Árbol Gordo Editores

domingo, 10 de julio de 2016

Ruda

El sudor, como perlas de sal, le inundaba las costas de los ojos. Yo la miré y ella me miró y cuando nuestros ojos se encontraron vi el pasillo. Era un corredor bien oscuro y allá, en el fondo, había una puerta entornada, hecha con tablas. La empujé despacito y entonces había una casa, más bien una pieza, chiquitita. Las paredes de adobe me llenaron las córneas.
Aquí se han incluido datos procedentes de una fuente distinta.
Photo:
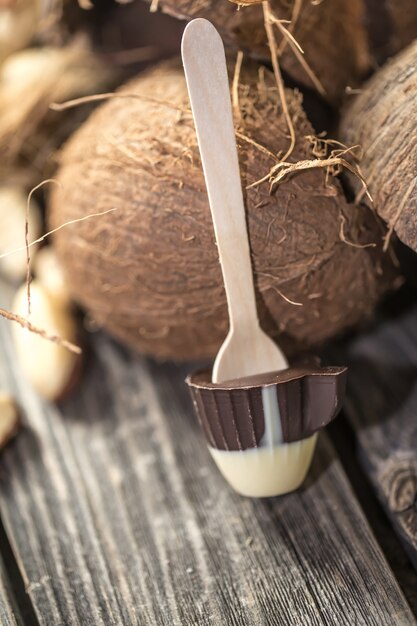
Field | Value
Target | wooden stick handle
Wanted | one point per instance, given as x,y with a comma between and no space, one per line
208,85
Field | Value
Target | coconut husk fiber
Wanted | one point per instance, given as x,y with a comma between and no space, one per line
383,120
149,271
331,34
30,81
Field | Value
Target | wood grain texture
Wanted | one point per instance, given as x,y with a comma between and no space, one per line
382,407
7,609
247,349
117,516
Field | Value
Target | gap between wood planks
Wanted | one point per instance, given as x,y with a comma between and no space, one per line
344,440
25,613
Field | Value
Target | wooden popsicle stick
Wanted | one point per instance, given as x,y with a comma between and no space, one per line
247,349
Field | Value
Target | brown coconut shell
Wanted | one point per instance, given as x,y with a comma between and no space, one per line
149,271
331,34
391,26
382,119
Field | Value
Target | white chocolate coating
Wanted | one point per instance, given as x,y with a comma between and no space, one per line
268,470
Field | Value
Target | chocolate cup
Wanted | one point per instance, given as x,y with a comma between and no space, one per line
267,409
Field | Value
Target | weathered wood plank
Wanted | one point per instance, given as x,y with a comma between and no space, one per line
382,407
117,516
8,612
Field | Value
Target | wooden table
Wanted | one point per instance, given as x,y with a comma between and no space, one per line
114,514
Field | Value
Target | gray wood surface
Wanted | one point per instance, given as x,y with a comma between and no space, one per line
116,516
8,611
382,407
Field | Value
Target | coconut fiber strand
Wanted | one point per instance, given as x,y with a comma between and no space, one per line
149,271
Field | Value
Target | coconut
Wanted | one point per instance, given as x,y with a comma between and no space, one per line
391,26
382,119
331,35
13,208
149,271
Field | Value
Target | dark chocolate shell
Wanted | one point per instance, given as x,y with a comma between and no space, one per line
267,409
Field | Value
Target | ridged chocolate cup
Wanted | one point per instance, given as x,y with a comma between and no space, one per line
267,409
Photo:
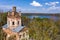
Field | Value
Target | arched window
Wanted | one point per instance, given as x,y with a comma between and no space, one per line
18,22
12,23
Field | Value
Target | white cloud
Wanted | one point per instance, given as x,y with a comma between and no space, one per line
34,3
53,8
52,3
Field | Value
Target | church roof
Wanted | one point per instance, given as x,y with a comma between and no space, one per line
17,29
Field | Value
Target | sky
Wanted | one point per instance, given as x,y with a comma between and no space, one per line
31,6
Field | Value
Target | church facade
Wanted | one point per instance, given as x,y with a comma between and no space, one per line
14,27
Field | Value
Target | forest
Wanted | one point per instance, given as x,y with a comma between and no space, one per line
39,28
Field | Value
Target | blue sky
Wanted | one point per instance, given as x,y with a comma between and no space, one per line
31,6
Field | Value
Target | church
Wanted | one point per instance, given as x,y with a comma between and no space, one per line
14,26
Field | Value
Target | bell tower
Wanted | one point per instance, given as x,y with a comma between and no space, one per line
13,19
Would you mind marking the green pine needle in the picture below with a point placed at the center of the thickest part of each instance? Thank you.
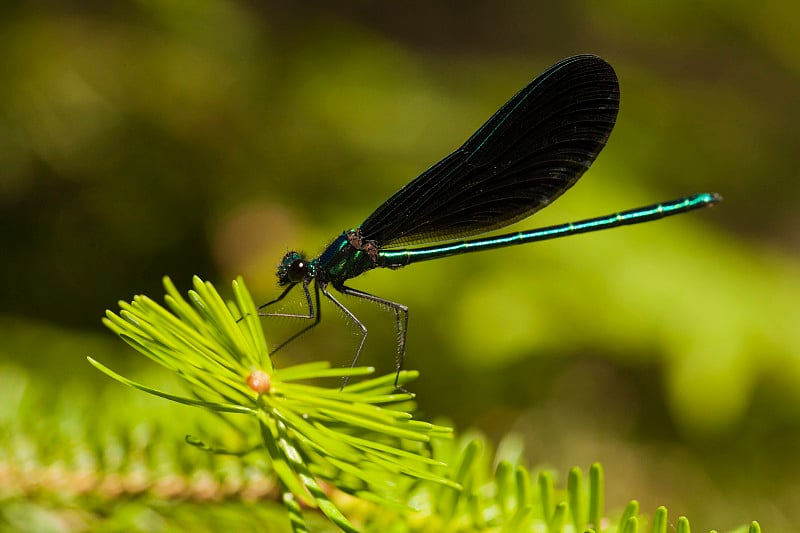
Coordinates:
(353, 439)
(354, 454)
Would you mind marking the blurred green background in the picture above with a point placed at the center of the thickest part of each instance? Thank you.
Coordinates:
(150, 138)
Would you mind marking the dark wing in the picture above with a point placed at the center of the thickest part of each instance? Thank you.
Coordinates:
(532, 150)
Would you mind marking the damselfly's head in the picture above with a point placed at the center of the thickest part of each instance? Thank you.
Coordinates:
(292, 269)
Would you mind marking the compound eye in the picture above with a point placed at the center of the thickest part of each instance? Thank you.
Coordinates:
(297, 271)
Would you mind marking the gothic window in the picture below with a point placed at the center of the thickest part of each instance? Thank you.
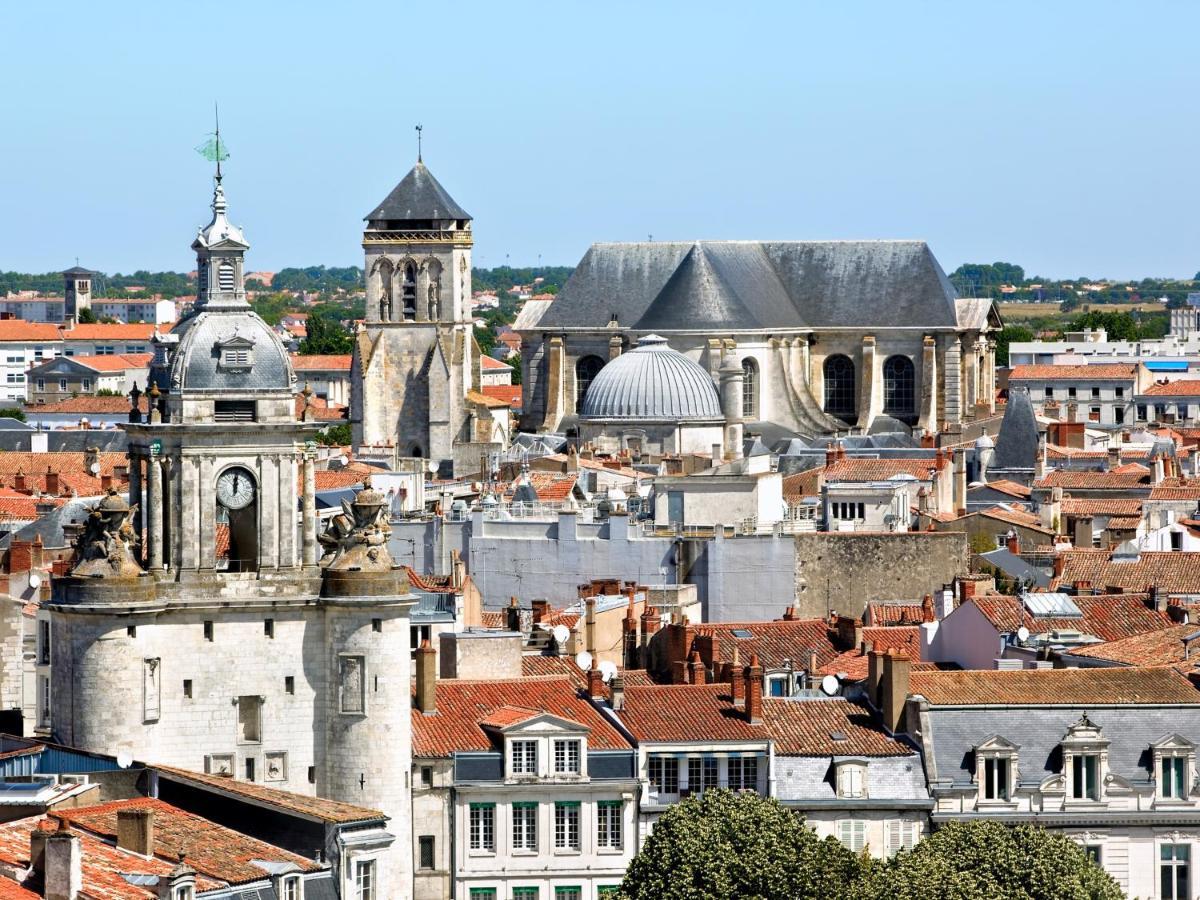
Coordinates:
(408, 292)
(749, 389)
(841, 397)
(899, 387)
(586, 371)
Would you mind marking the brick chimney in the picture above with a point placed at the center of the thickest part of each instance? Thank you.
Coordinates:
(897, 670)
(426, 678)
(135, 831)
(64, 865)
(595, 682)
(737, 683)
(754, 690)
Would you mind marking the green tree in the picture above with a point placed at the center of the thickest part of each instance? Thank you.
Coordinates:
(738, 845)
(325, 335)
(1009, 334)
(991, 861)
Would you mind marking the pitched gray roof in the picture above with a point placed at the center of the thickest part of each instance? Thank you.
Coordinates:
(417, 197)
(755, 285)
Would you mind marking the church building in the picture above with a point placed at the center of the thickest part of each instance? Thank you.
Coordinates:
(815, 336)
(205, 624)
(415, 369)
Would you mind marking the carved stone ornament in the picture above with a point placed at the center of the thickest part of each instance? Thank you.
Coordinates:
(357, 538)
(106, 544)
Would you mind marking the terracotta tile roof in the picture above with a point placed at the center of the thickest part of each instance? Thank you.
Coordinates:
(108, 331)
(210, 849)
(1171, 573)
(802, 484)
(508, 393)
(115, 361)
(1099, 372)
(24, 331)
(798, 727)
(1105, 616)
(485, 400)
(775, 641)
(1176, 489)
(333, 811)
(105, 867)
(1093, 480)
(321, 361)
(1153, 648)
(1186, 388)
(463, 705)
(1103, 507)
(1011, 487)
(851, 469)
(1054, 687)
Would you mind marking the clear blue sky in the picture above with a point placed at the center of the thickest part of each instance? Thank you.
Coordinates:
(1060, 136)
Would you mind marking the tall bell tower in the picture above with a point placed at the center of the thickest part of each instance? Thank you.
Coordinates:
(415, 359)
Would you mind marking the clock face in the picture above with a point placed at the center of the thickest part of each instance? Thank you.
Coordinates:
(235, 489)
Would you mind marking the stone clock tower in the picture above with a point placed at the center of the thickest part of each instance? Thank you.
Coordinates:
(201, 625)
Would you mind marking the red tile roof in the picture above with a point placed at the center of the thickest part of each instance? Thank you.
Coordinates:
(321, 363)
(1099, 372)
(1171, 573)
(509, 393)
(1186, 388)
(1105, 616)
(317, 808)
(1054, 687)
(463, 705)
(210, 849)
(702, 712)
(851, 469)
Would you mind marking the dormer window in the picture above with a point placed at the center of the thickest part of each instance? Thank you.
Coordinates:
(1085, 760)
(1174, 767)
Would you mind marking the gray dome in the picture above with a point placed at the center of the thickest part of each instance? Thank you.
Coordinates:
(652, 382)
(196, 361)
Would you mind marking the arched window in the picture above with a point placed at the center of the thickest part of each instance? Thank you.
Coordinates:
(749, 389)
(586, 370)
(841, 399)
(408, 292)
(899, 387)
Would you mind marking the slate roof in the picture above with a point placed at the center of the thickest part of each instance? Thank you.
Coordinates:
(462, 707)
(1055, 687)
(1099, 372)
(798, 727)
(419, 196)
(754, 285)
(210, 849)
(1164, 647)
(1173, 573)
(1105, 616)
(330, 811)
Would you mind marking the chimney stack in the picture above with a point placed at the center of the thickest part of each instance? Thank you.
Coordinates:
(135, 831)
(754, 690)
(426, 679)
(64, 865)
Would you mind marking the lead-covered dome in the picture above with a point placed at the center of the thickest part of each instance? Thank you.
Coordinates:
(652, 382)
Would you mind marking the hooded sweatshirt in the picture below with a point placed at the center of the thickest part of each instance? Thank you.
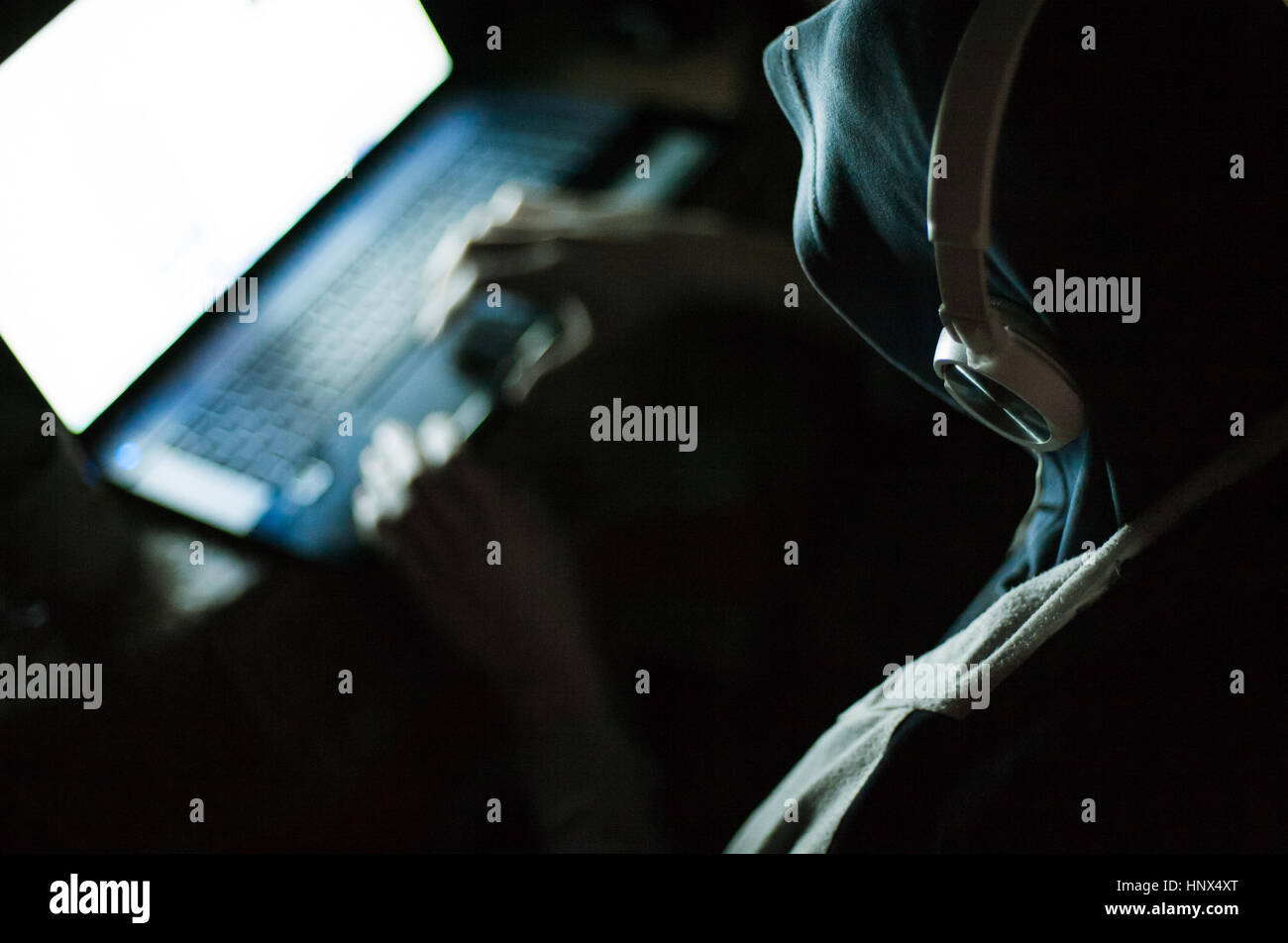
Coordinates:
(1131, 157)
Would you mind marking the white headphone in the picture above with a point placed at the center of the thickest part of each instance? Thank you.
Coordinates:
(991, 361)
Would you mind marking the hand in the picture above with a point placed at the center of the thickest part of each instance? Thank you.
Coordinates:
(434, 510)
(622, 265)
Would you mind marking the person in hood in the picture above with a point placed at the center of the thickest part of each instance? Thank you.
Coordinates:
(1112, 686)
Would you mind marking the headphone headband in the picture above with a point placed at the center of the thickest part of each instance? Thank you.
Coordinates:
(997, 373)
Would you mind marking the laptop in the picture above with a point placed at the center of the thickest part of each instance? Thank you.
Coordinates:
(214, 218)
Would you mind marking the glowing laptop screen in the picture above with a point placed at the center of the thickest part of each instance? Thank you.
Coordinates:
(153, 150)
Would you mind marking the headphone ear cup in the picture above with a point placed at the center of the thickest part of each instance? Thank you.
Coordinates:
(1019, 389)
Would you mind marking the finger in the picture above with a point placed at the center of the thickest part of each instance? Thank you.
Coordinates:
(386, 497)
(527, 269)
(395, 442)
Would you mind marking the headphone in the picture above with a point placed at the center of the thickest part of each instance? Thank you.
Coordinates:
(992, 363)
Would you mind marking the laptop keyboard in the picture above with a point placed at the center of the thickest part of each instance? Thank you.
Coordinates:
(267, 420)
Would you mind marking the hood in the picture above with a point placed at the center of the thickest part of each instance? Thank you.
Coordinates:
(1115, 161)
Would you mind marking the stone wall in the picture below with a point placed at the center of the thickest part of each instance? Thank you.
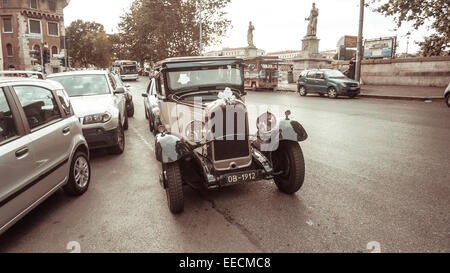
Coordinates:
(431, 71)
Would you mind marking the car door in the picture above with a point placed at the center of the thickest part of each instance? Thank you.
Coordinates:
(321, 83)
(50, 134)
(311, 81)
(17, 162)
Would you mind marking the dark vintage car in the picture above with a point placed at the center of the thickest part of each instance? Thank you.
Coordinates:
(204, 137)
(327, 81)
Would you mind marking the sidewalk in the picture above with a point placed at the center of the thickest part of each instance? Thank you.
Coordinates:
(388, 91)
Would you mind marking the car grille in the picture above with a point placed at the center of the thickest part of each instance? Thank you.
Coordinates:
(231, 143)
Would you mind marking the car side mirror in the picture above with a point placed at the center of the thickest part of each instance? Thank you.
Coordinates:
(119, 90)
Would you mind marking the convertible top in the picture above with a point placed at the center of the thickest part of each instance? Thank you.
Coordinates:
(198, 61)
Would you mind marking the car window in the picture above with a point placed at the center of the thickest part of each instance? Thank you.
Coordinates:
(84, 85)
(7, 126)
(38, 104)
(65, 102)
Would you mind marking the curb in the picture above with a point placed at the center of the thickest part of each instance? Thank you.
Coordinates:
(387, 97)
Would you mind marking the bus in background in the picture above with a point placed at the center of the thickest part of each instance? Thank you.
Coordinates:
(128, 70)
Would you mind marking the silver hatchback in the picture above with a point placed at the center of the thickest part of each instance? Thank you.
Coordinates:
(42, 147)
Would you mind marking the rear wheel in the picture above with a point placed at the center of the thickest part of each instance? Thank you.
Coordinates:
(80, 175)
(174, 190)
(288, 161)
(332, 93)
(302, 91)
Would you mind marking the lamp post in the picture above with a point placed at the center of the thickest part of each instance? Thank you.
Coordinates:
(359, 54)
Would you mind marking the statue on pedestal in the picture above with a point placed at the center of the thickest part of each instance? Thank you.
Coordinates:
(312, 26)
(251, 28)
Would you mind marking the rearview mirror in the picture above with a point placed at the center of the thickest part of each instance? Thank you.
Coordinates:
(119, 90)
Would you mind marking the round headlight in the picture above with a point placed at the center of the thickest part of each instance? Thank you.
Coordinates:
(195, 131)
(266, 122)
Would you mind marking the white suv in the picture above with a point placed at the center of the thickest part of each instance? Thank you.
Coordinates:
(99, 101)
(42, 147)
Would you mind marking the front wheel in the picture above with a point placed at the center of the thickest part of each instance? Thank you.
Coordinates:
(289, 163)
(332, 93)
(174, 188)
(80, 175)
(302, 91)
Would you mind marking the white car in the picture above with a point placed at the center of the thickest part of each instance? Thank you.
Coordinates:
(99, 103)
(447, 95)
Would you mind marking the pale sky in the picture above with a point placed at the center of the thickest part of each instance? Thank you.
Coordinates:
(280, 24)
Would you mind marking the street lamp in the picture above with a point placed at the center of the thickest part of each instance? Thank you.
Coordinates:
(359, 54)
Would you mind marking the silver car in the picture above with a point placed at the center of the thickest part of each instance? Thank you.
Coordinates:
(99, 102)
(42, 147)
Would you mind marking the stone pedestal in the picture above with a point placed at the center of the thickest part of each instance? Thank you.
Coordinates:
(310, 57)
(251, 52)
(310, 47)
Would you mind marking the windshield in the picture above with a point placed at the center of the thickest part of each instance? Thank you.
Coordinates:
(179, 80)
(336, 74)
(129, 69)
(84, 85)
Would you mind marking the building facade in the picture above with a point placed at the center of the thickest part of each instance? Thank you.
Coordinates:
(29, 25)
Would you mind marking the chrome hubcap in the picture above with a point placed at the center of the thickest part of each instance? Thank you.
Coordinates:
(81, 172)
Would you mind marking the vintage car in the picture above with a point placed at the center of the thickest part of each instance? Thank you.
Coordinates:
(204, 137)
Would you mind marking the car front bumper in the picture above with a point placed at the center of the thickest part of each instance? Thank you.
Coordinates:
(100, 138)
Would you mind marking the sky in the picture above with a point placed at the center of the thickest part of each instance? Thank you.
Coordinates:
(280, 24)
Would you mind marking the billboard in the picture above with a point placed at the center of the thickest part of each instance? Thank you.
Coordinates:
(379, 48)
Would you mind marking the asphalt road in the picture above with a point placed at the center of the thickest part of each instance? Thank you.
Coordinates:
(376, 171)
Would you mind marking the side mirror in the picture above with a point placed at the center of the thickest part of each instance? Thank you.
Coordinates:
(119, 90)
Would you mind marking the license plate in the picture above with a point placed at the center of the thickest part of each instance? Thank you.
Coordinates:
(241, 177)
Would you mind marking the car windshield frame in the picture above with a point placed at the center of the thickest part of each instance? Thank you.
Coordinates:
(338, 75)
(201, 73)
(70, 89)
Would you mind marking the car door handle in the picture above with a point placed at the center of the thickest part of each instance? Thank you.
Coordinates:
(22, 152)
También había moscas zumbando sobre los platos sucios y el techo de chapa se me vino encima. Hacía calor, me acuerdo. Ella lloraba sobre la camita. En la pieza no había ventanas, pero sé que era de siesta porque el polvo flotaba, suspendido, sobre los puentes amarillos que dibujaba el sol que se metía sin permiso por el espacio que sobraba entre el adobe y las chapas. Y entonces la habitación se puso fría, bien fría. El gringo entró con un machete en la mano, o una faca, no sé. Ella temblaba y el gringo se le fue encima, con los pantalones por las rodillas, o por los tobillos, no sé. Escuché el tintineo de la hebilla del cinto, pero no vi bien. Ella pidió por favor y el gringo se le cagó de risa y los puentes de luz se apagaron y la piecita se puso negra como los ojos de la changa y después no sé, no sé qué pasó después, yo no vi más nada, yo tenía las manos llenas de sangre, entre sus piernas, y el rancho estaba lleno de mosquitos y olor a ruda y afuera los perros le ladraban a las luciérnagas y yo ahí, arrodillada, con el changuito muerto entre los dedos y con la changa muerta sobre la cama.